A promulgação da Lei nº 15.353, de 2026, alterando o artigo 217-A do Código Penal para afirmar expressamente que a presunção de vulnerabilidade da vítima é ABSOLUTA, deveria ser celebrada como um avanço na proteção da infância.
Mas também impõe uma pergunta incômoda: por que foi necessário reafirmar em lei algo que o próprio sistema jurídico já reconhecia (ou deveria reconhecer)?
O crime de estupro de vulnerável foi introduzido no ordenamento brasileiro pela Lei nº 12.015/2009, justamente para substituir a antiga lógica da “presunção de violência” e estabelecer uma proteção objetiva às crianças menores de 14 anos. A partir dessa reforma, a prática de ato sexual com pessoa nessa faixa etária passou a configurar crime independentemente de violência real ou consentimento da vítima.
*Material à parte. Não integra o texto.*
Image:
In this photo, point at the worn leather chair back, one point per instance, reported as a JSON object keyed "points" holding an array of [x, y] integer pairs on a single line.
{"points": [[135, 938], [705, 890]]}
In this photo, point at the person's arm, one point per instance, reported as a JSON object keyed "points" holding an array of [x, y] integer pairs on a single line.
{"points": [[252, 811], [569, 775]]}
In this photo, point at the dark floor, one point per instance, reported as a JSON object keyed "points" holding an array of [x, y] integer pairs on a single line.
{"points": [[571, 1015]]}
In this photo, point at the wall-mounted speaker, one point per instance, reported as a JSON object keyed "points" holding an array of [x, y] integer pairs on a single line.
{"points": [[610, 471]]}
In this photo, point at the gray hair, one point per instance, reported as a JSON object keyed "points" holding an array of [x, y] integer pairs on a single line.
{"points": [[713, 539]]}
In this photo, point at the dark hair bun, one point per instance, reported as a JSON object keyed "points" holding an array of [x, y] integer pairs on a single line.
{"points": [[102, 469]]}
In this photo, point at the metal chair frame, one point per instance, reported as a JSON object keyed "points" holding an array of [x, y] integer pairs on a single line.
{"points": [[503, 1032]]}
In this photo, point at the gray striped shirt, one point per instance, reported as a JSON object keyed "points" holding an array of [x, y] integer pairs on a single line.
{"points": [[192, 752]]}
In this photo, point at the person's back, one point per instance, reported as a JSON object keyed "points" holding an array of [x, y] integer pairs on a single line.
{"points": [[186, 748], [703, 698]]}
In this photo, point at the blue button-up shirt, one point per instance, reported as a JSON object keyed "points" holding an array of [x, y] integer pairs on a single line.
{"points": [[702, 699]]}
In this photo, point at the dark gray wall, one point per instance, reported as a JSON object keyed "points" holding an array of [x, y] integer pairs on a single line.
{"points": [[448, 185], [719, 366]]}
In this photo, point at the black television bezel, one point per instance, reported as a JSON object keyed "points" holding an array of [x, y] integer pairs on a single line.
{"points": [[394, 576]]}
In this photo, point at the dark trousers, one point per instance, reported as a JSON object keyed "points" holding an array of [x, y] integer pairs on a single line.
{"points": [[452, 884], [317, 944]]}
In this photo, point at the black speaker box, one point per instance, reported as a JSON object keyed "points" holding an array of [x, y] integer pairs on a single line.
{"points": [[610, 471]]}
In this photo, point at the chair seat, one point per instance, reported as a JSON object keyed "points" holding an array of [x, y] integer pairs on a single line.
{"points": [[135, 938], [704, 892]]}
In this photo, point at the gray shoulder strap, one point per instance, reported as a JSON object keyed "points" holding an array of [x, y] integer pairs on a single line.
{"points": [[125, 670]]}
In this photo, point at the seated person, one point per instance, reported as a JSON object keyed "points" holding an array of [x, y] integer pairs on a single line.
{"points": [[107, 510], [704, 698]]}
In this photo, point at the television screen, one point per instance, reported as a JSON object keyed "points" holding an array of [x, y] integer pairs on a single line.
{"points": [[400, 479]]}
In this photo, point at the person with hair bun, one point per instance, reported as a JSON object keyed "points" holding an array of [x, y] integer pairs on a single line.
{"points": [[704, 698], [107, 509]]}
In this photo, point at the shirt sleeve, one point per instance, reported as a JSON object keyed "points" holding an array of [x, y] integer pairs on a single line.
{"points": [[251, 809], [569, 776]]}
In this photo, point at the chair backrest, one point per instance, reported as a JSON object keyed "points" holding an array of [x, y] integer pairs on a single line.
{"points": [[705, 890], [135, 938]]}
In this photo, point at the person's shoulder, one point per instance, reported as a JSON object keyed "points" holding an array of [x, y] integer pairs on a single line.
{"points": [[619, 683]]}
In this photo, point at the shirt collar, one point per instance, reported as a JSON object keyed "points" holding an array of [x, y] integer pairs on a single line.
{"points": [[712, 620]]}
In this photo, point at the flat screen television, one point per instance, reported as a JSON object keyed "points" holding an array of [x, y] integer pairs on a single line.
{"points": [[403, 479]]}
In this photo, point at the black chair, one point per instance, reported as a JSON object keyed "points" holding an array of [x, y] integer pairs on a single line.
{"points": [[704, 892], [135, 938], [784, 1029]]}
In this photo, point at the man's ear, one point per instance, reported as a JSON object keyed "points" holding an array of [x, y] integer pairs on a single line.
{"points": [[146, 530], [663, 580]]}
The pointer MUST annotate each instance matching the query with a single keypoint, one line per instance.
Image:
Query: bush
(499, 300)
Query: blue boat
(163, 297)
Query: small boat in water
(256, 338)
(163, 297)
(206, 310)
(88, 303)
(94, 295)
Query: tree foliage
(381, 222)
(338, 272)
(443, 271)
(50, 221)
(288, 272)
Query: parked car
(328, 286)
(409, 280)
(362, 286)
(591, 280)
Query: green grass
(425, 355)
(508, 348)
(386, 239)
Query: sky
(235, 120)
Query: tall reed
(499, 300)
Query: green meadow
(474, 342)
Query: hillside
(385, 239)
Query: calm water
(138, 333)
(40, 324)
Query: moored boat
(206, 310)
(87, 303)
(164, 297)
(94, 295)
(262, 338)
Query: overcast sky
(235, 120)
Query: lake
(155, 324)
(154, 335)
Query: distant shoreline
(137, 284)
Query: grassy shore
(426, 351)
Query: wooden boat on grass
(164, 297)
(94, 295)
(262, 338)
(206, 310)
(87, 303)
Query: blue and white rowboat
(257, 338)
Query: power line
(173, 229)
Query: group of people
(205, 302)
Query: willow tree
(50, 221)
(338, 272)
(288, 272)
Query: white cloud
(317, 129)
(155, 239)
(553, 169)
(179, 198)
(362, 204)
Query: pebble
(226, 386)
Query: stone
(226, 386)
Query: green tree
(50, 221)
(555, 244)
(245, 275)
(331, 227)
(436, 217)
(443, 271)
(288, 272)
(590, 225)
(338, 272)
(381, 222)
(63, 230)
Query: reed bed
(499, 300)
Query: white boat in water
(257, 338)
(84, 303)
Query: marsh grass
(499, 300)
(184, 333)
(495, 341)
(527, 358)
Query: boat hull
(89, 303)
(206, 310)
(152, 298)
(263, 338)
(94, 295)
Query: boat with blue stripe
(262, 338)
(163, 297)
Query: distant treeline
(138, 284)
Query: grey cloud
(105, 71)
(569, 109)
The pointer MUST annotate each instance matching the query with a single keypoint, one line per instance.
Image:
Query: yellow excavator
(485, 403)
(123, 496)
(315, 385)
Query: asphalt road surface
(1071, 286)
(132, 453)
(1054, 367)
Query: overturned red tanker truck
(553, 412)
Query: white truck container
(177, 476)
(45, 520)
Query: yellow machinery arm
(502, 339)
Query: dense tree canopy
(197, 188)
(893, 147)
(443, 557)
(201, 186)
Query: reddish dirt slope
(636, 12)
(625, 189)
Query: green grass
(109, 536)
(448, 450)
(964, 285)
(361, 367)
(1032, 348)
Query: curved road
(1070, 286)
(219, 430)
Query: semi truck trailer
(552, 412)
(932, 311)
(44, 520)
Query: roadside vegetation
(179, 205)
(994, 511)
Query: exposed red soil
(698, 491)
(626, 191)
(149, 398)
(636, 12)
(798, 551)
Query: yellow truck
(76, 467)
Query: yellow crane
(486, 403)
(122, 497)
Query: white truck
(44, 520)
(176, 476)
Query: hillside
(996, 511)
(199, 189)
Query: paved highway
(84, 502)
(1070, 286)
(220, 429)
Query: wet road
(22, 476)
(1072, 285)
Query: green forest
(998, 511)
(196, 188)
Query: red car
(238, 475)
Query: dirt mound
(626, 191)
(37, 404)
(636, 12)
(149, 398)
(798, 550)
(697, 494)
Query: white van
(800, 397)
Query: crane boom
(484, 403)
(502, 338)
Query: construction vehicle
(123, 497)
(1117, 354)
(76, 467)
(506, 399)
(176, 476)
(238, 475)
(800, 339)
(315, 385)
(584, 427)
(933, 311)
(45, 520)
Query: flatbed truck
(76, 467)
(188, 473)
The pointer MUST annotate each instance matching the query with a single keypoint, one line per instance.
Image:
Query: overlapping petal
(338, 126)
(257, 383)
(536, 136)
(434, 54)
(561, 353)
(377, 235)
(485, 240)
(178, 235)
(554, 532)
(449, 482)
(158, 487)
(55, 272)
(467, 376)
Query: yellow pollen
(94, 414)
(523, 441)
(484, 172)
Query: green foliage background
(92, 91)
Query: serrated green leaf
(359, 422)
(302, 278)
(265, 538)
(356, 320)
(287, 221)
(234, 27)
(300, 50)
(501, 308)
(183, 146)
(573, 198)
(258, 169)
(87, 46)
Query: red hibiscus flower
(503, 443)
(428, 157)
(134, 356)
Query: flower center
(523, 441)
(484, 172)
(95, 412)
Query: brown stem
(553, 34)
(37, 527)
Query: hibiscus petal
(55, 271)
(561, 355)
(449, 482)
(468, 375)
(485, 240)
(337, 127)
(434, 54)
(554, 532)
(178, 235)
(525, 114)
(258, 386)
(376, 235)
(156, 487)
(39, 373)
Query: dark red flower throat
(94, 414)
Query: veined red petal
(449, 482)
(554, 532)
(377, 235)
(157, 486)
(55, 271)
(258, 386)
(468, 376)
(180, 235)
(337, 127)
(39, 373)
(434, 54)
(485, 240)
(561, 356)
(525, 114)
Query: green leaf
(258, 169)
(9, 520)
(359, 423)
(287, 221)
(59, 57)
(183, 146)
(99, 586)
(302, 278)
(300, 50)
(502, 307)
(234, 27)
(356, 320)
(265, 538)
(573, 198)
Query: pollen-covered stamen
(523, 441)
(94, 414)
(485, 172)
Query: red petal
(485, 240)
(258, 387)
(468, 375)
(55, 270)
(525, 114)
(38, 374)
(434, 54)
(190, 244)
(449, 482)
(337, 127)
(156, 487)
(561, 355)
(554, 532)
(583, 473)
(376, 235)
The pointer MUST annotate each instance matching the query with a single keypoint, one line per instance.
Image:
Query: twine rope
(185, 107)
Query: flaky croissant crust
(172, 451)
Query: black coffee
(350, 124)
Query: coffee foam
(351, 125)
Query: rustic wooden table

Em outras palavras, o legislador já havia afirmado que crianças não possuem capacidade jurídica para consentir relações sexuais com adultos.
A Lei nº 15.353/2026, contudo, foi além: inseriu no texto legal a determinação expressa de que a presunção de vulnerabilidade é absoluta e não admite relativização, deixando claro que circunstâncias como consentimento, experiência sexual anterior, gravidez ou relacionamento com o agressor não afastam o crime.
À primeira vista, trata-se apenas de um reforço legislativo. Na prática, porém, a nova lei revela algo mais profundo: a necessidade de corrigir interpretações judiciais que vinham relativizando essa proteção.
Nos últimos anos, alguns julgados passaram a invocar elementos como relacionamento amoroso, convivência familiar ou gravidez para afastar a tipificação do estupro de vulnerável, utilizando técnicas de distinção interpretativa entre o caso concreto e a jurisprudência consolidada.
Essa tendência interpretativa produziu um paradoxo perigoso:
o sistema jurídico que deveria proteger a infância começou a discutir se determinadas crianças seriam “menos vulneráveis” que outras.
E aqui está o ponto central da crítica.
A presunção absoluta de vulnerabilidade não existe por capricho legislativo. Ela existe porque a violência sexual contra crianças raramente se apresenta de forma explícita.
Muitas vezes, o abuso ocorre justamente em contextos de proximidade: relações afetivas, vínculos familiares, dependência emocional ou econômica.
Nesses cenários, o discurso do consentimento ou do relacionamento amoroso não elimina a violência, frequentemente a mascara.
Foi exatamente para impedir essa normalização que o legislador estabeleceu um critério objetivo: menores de 14 anos não podem consentir juridicamente em atos sexuais com adultos.
Quando decisões judiciais passam a relativizar essa regra com base no contexto social ou afetivo, o que ocorre é uma reintrodução silenciosa de uma lógica histórica extremamente perigosa: a tolerância social de relações sexuais com meninas adolescentes quando convertidas em casamento, gravidez ou união familiar.
Durante décadas, essa lógica legitimou uniões precoces, maternidade infantil e exploração sexual naturalizada.
O direito contemporâneo rompeu com essa tradição ao reconhecer que a proteção da dignidade sexual da criança deve prevalecer sobre qualquer narrativa de consentimento ou afeto.
É justamente por isso que a Lei nº 15.353/2026 não cria um novo crime nem altera penas. Ela apenas reafirma, de forma inequívoca, que a vulnerabilidade infantil não pode ser interpretada como uma variável do caso concreto.
Ainda assim, o fato de que essa reafirmação precisou ocorrer é, por si só, revelador.
Quando o legislador precisa lembrar ao sistema de justiça que crianças menores de 14 anos são absolutamente vulneráveis, algo está fora do lugar. Não se trata apenas de técnica jurídica. Trata-se de prioridade civilizatória.
O sistema de justiça pode discutir provas, autoria, materialidade. Mas não pode discutir se uma criança é vulnerável quando a própria lei afirma que ela é.
Porque a proteção da infância não pode depender da criatividade interpretativa do adulto. Ela precisa ser uma certeza!
E, às vezes, quando o óbvio precisa virar lei novamente, o problema não está na legislação. Está na forma como escolhemos interpretá-la.